The man nodded before heading down the hill to the construction trailer. Rocco cautiously met Mandy’s stunned gaze. He grinned.

“You touched him. You shook hands.” Mandy was shocked.

“How about that? You said I could trust your eyes. Since you didn’t react or warn me, I figured the blood wouldn’t get on him. I didn’t even feel it move on my skin. Maybe it’s gone, Mandy.”

She jumped forward and wrapped her arms around him, burrowing her face in his neck with a triumphant laugh that filled him with a warm contentment. He pulled her in tighter, feeling every curve of her body against his. He buried his nose in her hair, loving the faint scent of jasmine that drifted about her.

He pulled free as soon as he realized what he was doing. She’d made her preferences known. She wouldn’t appreciate being mauled out here in the driveway, in the bright morning sun. Aw, hell. He couldn’t even think about not touching her without getting hard.

He cleared his throat, then sucked in a few calming breaths of air while Mandy got the dogs settled in the SUV.

Once in Wolf Creek Bend, he saw that the vet’s office was across the street from the police station. “Mandy, will you be all right at the vet’s by yourself? I’d like to have a word with the sheriff.”

She gave him a curious look. “About George?”

“Yep.”

“Sure. We’ll meet back at the car when we’re both done.”

Rocco crossed the street and entered the police station.
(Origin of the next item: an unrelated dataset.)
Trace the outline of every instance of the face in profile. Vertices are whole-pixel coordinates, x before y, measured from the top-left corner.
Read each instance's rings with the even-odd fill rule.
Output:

Jerry was at his desk in the front area. He looked up and gave Rocco a distinctly unwelcoming nod. “How can I help you?”

“I’m looking for the sheriff.”

“Come on back.” He opened the gate to the desk area and walked Rocco back to an office. “Sheriff, you’ve got a visitor.”

Sheriff Tate looked up from his desk. “Rocco! Good to see you. How can I help you?” he asked, getting to his feet. He carefully kept his hand to himself, Rocco noticed. Briefly, he considered offering a handshake, but thought better of pressing his luck. He needed info out of the sheriff-info he would not get if he had a meltdown here.

“Did you hear about what happened to George Bateman?”

“Mandy’s construction manager? No, what happened?”

“His house was flooded with carbon monoxide. Almost killed him and his wife-they’re in the hospital.”

“Wow. That’s bad news.”

Rocco watched his reaction closely, but could read nothing in his expression. “Don’t you think it’s odd to have yet another inexplicable thing happen? He’d had his furnace serviced not too long ago.”

“I’m not following. You saying there’s a connection between something at his house and the construction site? ‘Cause I don’t see it.”

“I’d like you to look into the situation. It’s too coincidental.”

“Look, Rocco, not to get you upset or anything, but you ain’t fighting insurgents here. Accidents happen. Sometimes a whole darn string of them-”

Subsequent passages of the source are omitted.